My sensitivity to the issue comes from watching my older brother (technically my uncle) struggle with alcohol until he died last year.  He took his first drink at the age of two because his pathetic, irresponsible father thought that it was cute to see a little baby staggering after taking a drink.  I’ve dedicated my life to doing all that I can to help other black men avoid the same path that led to his demise.

I’ve seen other relatives become horrible parents  because of alcohol, picking up their kids half-drunk or abandoning them altogether.  I’ve seen friends die young because we live in a society where few people are willing to speak out about just how dangerous this substance can be.  Again, I’ve never once condemned another person for recreational drinking, but it might make sense for us to take this topic more seriously.  There is a REASON that there is a liquor store, a gun store and a church in every black neighborhood in America….I’ll let you figure out why.

Just as bad is the loss of economic potential within the African American community that can result from substance abuse.  A man who is drunk is not going to be able or willing to work as hard as one who is focused.

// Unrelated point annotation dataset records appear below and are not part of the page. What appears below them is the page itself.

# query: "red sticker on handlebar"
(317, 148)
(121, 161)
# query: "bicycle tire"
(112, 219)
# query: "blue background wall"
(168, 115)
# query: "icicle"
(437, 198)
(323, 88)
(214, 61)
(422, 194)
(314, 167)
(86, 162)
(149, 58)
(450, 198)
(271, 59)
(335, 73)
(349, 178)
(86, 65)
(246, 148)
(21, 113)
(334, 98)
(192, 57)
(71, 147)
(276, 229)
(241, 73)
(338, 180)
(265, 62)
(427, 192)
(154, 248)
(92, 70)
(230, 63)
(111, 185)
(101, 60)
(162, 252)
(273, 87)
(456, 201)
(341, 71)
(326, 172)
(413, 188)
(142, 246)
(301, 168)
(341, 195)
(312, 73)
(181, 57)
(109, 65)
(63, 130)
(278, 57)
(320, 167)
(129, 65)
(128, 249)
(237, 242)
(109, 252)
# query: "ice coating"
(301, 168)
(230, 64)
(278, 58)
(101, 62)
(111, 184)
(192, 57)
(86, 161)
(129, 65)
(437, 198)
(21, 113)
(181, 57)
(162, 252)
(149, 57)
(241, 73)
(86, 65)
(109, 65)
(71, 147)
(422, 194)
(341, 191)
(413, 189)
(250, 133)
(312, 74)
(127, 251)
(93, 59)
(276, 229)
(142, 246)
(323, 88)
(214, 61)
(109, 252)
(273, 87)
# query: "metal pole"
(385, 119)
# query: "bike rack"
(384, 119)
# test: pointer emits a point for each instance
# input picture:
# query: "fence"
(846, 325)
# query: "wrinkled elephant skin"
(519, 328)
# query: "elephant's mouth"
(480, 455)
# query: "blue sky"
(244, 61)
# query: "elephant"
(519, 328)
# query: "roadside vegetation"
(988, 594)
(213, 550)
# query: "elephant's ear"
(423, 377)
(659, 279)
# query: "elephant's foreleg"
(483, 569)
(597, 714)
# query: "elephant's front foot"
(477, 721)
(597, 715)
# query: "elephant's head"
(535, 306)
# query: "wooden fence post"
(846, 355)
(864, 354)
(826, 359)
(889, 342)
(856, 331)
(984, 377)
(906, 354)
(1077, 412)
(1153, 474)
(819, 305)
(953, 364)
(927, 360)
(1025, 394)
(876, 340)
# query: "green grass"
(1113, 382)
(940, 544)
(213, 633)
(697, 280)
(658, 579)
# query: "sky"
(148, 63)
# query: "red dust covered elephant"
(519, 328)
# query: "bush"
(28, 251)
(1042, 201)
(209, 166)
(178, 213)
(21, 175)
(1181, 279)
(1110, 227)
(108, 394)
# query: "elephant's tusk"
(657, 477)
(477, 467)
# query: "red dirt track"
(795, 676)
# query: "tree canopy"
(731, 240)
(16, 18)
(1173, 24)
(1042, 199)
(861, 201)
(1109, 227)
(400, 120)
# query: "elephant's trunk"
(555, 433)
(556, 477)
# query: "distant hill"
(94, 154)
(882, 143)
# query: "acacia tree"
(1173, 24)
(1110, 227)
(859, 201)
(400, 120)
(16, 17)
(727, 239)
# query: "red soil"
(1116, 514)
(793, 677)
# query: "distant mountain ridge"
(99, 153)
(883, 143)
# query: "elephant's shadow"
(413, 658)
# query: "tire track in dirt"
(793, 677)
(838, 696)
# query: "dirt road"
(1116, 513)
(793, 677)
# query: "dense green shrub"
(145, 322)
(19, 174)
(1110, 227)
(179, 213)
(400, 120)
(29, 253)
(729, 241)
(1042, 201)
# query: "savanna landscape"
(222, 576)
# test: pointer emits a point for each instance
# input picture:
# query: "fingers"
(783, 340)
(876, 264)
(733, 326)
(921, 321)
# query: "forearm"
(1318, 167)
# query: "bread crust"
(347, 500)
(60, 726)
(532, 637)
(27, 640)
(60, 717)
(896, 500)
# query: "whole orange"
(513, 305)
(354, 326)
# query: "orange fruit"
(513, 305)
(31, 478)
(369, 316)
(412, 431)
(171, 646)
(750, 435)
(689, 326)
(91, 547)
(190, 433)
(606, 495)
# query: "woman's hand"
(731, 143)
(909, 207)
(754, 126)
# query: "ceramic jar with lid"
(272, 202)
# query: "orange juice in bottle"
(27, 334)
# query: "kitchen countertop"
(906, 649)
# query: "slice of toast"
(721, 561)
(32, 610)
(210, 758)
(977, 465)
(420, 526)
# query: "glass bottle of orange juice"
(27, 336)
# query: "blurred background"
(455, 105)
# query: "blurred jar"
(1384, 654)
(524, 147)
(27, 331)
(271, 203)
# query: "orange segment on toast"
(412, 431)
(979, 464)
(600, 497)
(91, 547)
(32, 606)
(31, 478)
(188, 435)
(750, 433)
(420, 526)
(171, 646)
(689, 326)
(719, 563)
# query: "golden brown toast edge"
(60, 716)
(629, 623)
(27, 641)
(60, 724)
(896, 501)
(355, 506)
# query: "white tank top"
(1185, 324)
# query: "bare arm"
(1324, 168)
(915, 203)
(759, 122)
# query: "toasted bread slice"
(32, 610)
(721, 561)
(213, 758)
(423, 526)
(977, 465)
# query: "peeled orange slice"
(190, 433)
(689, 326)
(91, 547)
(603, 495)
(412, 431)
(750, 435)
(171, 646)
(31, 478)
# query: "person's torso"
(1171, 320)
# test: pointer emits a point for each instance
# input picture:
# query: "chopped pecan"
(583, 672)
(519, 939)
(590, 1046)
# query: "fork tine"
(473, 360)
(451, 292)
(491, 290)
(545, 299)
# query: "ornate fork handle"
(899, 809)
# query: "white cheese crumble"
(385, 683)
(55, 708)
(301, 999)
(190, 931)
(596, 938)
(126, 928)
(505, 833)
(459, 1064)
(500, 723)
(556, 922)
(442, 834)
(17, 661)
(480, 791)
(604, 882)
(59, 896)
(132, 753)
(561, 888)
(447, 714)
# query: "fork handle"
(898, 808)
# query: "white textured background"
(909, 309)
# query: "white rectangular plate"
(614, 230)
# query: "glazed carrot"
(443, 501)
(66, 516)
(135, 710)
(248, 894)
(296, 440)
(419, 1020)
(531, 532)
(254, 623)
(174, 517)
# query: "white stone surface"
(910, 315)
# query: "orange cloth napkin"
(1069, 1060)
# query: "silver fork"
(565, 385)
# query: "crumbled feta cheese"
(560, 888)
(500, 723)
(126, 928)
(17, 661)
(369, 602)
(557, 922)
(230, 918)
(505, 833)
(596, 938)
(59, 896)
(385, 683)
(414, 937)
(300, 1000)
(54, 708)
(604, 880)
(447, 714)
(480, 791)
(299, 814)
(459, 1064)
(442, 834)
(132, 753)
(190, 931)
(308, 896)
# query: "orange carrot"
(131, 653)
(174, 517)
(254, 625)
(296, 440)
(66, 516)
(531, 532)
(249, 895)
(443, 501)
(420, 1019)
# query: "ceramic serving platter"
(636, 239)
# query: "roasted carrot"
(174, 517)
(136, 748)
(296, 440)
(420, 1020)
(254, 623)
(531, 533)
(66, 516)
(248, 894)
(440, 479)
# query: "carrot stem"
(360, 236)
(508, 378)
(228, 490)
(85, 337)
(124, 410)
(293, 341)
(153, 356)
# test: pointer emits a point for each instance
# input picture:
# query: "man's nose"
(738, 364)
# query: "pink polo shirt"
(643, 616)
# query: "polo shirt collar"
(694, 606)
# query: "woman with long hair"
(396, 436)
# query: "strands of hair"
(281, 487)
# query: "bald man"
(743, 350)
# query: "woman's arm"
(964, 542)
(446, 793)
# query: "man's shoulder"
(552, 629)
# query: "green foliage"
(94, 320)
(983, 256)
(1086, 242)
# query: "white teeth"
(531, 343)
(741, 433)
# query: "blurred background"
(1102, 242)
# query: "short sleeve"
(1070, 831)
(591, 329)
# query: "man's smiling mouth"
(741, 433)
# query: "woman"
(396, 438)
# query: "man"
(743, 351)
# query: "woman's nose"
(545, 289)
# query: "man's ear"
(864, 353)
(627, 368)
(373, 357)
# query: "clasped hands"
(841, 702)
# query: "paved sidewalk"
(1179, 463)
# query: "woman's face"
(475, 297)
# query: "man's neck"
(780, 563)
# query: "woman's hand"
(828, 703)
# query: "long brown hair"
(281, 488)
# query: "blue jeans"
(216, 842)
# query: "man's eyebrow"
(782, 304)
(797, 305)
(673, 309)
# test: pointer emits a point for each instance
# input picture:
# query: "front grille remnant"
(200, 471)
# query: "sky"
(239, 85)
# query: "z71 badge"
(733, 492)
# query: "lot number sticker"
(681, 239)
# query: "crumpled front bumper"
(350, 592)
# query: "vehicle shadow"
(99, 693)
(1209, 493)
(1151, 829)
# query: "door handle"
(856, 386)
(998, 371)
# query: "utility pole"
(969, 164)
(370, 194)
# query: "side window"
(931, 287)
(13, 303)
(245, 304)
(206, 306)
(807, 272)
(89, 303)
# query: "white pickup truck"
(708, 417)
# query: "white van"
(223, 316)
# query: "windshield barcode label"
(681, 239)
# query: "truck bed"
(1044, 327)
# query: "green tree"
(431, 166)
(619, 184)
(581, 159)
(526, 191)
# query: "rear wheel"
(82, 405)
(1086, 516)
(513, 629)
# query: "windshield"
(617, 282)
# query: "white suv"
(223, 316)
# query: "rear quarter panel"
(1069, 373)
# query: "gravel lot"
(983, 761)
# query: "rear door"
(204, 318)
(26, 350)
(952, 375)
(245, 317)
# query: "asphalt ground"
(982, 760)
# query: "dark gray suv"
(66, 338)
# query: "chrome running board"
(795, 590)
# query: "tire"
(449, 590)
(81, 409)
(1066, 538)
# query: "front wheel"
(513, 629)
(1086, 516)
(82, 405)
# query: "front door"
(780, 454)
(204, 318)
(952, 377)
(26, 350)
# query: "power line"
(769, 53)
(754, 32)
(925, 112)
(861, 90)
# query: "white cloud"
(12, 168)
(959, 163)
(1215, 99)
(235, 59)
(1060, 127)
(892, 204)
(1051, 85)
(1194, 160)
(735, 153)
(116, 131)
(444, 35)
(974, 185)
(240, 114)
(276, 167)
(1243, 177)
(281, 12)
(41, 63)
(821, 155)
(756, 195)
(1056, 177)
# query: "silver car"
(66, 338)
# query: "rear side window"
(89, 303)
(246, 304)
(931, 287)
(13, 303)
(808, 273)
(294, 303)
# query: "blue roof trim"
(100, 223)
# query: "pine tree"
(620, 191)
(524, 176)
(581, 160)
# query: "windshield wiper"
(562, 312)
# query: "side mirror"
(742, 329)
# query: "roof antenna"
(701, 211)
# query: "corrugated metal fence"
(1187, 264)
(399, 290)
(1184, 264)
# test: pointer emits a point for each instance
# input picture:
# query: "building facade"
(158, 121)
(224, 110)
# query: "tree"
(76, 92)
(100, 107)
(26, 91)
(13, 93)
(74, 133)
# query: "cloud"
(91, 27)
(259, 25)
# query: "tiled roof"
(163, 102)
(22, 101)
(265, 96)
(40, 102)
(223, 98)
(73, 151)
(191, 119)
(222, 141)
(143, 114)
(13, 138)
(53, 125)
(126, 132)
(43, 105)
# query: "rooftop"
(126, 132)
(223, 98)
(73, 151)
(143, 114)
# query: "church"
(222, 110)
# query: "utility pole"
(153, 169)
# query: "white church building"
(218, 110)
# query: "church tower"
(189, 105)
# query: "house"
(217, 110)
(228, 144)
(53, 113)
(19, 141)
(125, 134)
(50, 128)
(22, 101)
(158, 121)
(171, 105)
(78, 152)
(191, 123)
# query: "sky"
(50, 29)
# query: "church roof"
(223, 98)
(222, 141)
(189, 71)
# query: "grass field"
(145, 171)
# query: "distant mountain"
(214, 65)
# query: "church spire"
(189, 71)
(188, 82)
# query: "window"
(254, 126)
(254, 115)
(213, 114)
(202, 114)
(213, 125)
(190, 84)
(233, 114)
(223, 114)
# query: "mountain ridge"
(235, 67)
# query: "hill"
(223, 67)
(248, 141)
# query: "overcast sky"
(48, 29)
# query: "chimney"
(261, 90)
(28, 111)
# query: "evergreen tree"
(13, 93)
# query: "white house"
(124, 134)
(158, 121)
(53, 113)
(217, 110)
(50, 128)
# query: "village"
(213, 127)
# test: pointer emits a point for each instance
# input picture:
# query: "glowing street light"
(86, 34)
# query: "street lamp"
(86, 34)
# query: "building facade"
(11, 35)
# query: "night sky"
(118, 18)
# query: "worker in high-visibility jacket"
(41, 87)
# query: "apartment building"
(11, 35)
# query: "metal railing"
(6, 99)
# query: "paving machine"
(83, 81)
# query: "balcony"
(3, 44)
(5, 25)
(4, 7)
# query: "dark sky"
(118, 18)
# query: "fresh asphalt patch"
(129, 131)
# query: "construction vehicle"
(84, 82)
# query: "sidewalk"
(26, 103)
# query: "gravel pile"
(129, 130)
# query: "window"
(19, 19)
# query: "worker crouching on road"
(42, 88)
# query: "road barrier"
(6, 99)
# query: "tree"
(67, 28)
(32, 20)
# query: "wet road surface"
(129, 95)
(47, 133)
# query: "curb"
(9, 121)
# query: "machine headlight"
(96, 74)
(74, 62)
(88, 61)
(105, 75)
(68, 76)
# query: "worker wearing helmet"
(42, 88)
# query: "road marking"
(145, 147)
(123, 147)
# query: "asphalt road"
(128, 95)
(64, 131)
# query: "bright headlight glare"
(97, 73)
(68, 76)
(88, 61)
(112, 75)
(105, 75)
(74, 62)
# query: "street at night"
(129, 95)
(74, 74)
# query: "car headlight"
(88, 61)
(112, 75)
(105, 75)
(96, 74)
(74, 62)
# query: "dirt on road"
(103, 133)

A drunken “baller” at the club is more likely to get caught “slippin” due to his inability to cognitively process the environment around him, leading to death or incarceration.

An alcohol-addicted man isn’t going to wake up with a dream of success each day if his first vision in the morning is the liquor bottle in the refrigerator.    The point is that racism is already designed to kill you spiritually, physically and economically.  Only a fool goes into the battlefield of life planning to be psychologically disengaged and vulnerable.  Malcolm X was right that there are people who WANT you to be high and drunk the same way that some men try to get a woman under the influence if he wants to sleep with her.  You’re easier to exploit when you let your defenses down.

All throughout human history, nothing great has EVER been accomplished by a group of people who remain high and drunk every day.  To understand this, go read the history of the opium addiction epidemic in China and what it cost that country economically.   Similar to the situation in the United States, Europeans exported Opium to the Chinese, which led them to spend a chunk of money and free time chasing a drug instead of chasing their dreams.  As a result, millions of Chinese were broke, addicted and incredibly unproductive, until their strongest leaders spoke out against the epidemic and declared war on the problem.

Similarly, America keeps you high not just on alcohol and drugs, but you’re also doped up by ignorant reality TV shows, a pathetic educational system, gluttonous materialism and music on the radio that teaches our children the habit of self-destructive thinking.  Kids in our school systems are drugged at an early age due to misdiagnosed psychological disorders.  We are trained to become dummies to capitalism as we enter our careers, going Black Friday shopping as if our lives depended on it.  The objective of keeping any group of people addicted, uneducated and numb is to ensure that they are never in a position to empower themselves and are always happy to give away whatever resources and power they might have in their possession.   This is the same reason that a pimp wants his hookers to remain addicted to drugs, helpless and uninformed:  It makes it easier for him to get his money.

I love this video by Malcolm X because it provides a clearer understanding for all of us regarding just how alcohol and drugs are used as an artificial escape from the lives that we hate so much.  He also tells us that being overly lenient about the use of drugs and alcohol is a great way to turn an extraordinary black man into a mediocre one.

Be thoughtful about what you put into your body and I encourage you to aim for greatness, even if it takes you off the beaten path.  Clarity of mind and spirit is a great place to start, so don’t be afraid to say “no” to the liquor bottle.